AGC had urged the Court to clarify that the U.S. Army Corps of Engineers (Corps) does not have jurisdiction over construction activities in or adjacent to remote wetlands and manmade drainages that have little or no nexus with “waters of the United States.” AGC and several of the associations in the real estate development industry filed a single brief explaining that such waters have little capacity to filter or purify water running into truly navigable waters, or to prevent the flooding or erosion of such waterways.
The limits of federal control over waters and wetlands have significant implications for contractors. CWA Section 404 requires contractors (and landowners) to obtain permits from the Corps before performing mechanized earth moving activities, or placing fill material, in “waters of the United States,” including wetlands that are adjacent to “navigable” waters or their tributaries.
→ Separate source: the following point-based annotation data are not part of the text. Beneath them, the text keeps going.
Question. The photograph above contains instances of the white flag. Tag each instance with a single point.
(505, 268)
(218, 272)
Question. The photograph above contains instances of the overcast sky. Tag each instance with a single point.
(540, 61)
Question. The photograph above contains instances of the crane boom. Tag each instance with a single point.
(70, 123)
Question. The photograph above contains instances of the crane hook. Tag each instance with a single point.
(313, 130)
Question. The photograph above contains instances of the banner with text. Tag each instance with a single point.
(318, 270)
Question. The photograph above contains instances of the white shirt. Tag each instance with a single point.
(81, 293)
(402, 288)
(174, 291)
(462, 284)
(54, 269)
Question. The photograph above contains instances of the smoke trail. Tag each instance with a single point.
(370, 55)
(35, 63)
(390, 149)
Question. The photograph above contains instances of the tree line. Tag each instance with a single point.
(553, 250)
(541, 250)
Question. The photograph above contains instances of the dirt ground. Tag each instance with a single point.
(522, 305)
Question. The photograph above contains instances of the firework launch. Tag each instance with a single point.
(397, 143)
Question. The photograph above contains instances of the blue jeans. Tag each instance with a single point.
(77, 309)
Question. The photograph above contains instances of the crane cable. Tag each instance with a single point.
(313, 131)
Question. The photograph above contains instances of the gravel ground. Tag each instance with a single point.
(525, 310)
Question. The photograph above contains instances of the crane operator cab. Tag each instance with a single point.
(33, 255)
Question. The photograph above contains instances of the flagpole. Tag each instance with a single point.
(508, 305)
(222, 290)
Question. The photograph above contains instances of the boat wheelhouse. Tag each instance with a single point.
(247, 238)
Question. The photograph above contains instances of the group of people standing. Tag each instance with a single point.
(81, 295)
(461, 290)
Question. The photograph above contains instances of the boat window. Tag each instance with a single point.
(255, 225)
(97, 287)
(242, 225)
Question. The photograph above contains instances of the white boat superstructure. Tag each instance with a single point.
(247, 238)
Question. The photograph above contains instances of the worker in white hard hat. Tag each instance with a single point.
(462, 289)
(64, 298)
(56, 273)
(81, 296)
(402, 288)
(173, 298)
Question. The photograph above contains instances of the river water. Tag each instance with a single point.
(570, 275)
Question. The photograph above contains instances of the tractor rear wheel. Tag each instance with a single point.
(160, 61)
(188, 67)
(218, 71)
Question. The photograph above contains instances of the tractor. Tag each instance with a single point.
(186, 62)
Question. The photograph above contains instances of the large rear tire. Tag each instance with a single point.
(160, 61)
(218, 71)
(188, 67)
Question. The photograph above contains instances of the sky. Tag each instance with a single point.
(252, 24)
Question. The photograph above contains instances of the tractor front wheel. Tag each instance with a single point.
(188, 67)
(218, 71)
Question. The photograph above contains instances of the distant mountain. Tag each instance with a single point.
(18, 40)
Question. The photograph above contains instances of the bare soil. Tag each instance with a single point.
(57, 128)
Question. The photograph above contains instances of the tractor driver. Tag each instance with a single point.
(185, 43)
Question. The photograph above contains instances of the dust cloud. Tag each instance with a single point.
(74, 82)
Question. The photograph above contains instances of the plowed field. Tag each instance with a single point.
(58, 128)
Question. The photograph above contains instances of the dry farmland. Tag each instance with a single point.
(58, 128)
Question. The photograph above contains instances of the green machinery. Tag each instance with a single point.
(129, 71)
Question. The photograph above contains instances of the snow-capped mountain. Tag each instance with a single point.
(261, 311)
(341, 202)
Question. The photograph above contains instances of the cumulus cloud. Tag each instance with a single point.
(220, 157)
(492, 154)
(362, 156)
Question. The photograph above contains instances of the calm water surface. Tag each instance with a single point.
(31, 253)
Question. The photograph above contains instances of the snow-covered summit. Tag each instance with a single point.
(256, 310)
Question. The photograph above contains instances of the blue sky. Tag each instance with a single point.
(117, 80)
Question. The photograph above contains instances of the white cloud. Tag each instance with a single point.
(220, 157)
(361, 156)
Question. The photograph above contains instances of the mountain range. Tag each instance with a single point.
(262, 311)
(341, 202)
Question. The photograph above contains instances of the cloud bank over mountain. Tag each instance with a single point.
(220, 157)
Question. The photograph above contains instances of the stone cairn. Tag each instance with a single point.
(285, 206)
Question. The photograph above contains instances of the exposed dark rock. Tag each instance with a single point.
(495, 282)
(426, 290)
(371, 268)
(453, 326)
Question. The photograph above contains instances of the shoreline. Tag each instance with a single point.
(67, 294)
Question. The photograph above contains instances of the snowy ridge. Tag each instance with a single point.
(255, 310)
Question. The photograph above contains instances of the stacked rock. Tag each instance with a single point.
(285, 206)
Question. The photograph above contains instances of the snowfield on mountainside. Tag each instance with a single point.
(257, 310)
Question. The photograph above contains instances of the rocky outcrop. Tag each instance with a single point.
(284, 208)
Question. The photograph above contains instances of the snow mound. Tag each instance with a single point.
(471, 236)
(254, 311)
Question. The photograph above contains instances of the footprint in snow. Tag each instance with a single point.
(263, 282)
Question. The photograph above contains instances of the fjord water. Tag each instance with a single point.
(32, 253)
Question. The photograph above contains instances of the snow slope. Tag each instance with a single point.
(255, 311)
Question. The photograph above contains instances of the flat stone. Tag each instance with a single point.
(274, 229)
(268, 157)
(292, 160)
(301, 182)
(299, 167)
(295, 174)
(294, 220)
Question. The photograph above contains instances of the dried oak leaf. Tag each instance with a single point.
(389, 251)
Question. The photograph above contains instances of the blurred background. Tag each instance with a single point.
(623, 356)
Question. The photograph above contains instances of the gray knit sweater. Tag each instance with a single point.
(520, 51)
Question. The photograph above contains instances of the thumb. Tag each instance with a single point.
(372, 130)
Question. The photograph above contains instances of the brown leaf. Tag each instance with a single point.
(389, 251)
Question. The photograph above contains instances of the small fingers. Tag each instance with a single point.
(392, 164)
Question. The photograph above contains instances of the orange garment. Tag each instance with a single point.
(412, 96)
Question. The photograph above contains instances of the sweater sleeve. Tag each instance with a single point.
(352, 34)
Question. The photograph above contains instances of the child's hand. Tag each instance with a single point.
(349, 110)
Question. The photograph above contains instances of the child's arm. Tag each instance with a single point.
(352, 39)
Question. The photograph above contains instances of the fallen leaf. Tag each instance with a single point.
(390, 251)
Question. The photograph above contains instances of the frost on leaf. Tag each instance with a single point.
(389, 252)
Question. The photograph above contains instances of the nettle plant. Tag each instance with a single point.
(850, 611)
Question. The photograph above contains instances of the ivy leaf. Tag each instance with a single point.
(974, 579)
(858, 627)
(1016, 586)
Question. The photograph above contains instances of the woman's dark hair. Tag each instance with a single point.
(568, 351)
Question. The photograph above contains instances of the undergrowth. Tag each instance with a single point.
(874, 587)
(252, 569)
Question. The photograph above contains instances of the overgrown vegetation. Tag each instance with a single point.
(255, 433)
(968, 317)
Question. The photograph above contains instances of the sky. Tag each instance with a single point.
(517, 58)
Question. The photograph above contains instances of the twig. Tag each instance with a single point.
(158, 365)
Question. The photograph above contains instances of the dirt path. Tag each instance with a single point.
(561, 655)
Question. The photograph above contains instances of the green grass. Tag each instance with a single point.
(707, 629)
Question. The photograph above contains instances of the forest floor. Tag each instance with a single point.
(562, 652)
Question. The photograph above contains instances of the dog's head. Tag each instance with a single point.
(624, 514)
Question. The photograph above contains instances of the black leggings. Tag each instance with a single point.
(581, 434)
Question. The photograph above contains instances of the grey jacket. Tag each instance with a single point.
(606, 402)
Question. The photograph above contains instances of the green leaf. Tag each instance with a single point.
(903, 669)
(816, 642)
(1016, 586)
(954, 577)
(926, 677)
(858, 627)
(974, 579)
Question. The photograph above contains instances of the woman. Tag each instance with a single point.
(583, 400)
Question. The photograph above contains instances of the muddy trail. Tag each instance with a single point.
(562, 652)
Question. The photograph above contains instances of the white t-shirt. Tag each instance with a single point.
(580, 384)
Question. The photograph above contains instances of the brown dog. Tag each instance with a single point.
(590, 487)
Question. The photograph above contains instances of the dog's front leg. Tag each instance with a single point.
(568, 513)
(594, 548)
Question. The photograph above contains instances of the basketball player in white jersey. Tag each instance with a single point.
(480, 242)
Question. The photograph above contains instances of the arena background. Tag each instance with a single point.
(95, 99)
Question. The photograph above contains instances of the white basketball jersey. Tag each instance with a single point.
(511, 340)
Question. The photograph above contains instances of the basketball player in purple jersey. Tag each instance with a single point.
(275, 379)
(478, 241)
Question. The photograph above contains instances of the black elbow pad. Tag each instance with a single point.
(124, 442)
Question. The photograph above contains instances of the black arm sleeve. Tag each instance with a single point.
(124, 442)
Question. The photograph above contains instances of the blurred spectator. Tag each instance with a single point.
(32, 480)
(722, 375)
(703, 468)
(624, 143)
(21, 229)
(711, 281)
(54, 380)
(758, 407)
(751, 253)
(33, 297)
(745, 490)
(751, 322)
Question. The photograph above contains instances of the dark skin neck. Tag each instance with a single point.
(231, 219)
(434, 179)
The Section 404 permitting process is time consuming and expensive. Moreover, application for a Section 404 permit often triggers extensive consultation with the U.S. Fish and Wildlife Service under section 7 of the Endangered Species Act. The current state of uncertainty has led Corps field staff to make inconsistent and often overreaching jurisdictional determinations.
As it analyses the details of the decision, AGC will also be looking to the Corps of the Engineers and the U.S. Environmental Protection Agency for signs of interest in a rulemaking that could eliminate the remaining uncertainty over the scope of their jurisdiction. For more than three years, AGC has been strongly advocating just such a rulemaking.